References are indicated by the use of a number in the order of appearance in the article. Either Arabic numbers in curved brackets () or in superscript can be used as long as it is consistent.

Direct citations: If the author’s name forms a natural part of your sentence, then the surname should be followed by the number indicating the order that it appears in the document.

Indirect Citations: If you do not mention the author’s name within your text, you should place the number outside of the sentence, after the full stop.

Reference list:

Displayed at the end of the article, providing full details of all references cited in-text.

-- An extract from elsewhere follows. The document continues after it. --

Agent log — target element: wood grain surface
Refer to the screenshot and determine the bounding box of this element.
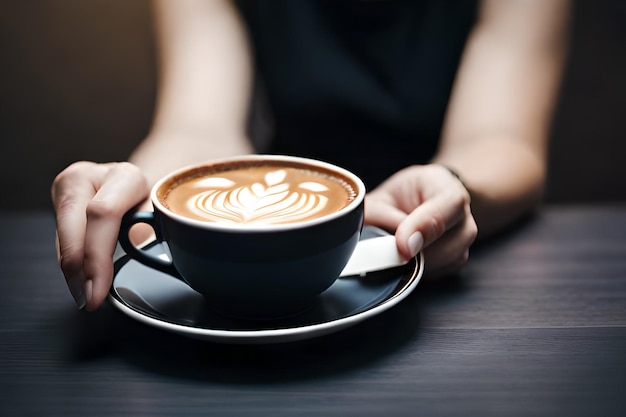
[0,206,626,416]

References are listed in numerical order, and in the same order in which they are cited in text (not in alphabetical order).

Use only the initials of the authors' given names. No full stop or space between the initials. Last name comes first. Journal titles should be abbreviated.

Examples using the Vancouver style

Resource type In-text citation Reference list

Book

Souza1 states that...

1. Souza TA. Differential diagnosis and management for the chiropractor. Burlington, MA: Jones & Bartlett Learning; 2016.

Book Chapter

Hordern1 wrote that…

1. Hordern P. Sickness and Healing. In: Noble TFX, Smith JMH, editors. Early Medieval Christianities  c600-c1100. Cambridge: Cambridge University Press; 2008. p. 416-32.

Journal article

Strkalj et al2 have identified...

2. Strkalj G, Schroder T, Solyali V, Pather N. A preliminary assessment of the fifth-year chiropractic students' knowledge of anatomy. J Altern Complement Med. 2011;17(1):63-66.‚Äč

Thesis

The research is supported by Gorrell3...

3. Gorrell L. The effect of manual and instrument applied cervial spine manipulation on mechanical neck pain (MNP) in adults [PhD thesis]. Sydney, Australia: Macquarie University; 2014.

Conference paper

This was amply demonstrated (4)... 

4. Engell SE, Triano JT. Paraspinal soft-tissue layer differential movement from spinal manipulation therapy (SMT) preload forces. Paper Presented: at Association of
Chiropractic Colleges Conference 2015, March, Los Angeles, United States.

Website

..as can be found online (5)... 

5. Chiropractors’ Association of Australia. Fact Sheet: Neck Adjustments- Benefits and Safety. [Internet] 2010 [Updated 2015 Feb 15, Cited 2015 Mar 3] Available from: http://chiropractors.asn.au/images/stories/Files/Chiropractic%20Fact%20Sheets/Fact%
20Sheet%20%20Neck%20Adjustment.pdf

Government report

NSW Health's strategic plans (6)...

6. Health System Planning and Investment. NSW State Health Plan: Towards 2021. North Sydney: NSW Ministry of Health; 2014 June 36p.

Vancouver guides

The attached quick guides and tools created by other institutions provide an overview of the Vancouver referencing style. In these documents you will find examples for different types of materials and details on specific variations of citations.

Resources for the Vancouver style

In the Vancouver and JAMA styles, the titles of journals must be abbreviated according to the style used in the the NLM Catalog: Journals referenced in the NCBI database.

This style requires you to display abbreviated journal names in your bibliography. However, the abbreviations are not always included when references are exported from databases such as Medline or Embase.

Term lists maintain consistency of author names, keywords and journal titles.

EndNote's term list feature enables you to import a subject term list of your choice, so that the abbreviations will automatically appear in your reference list.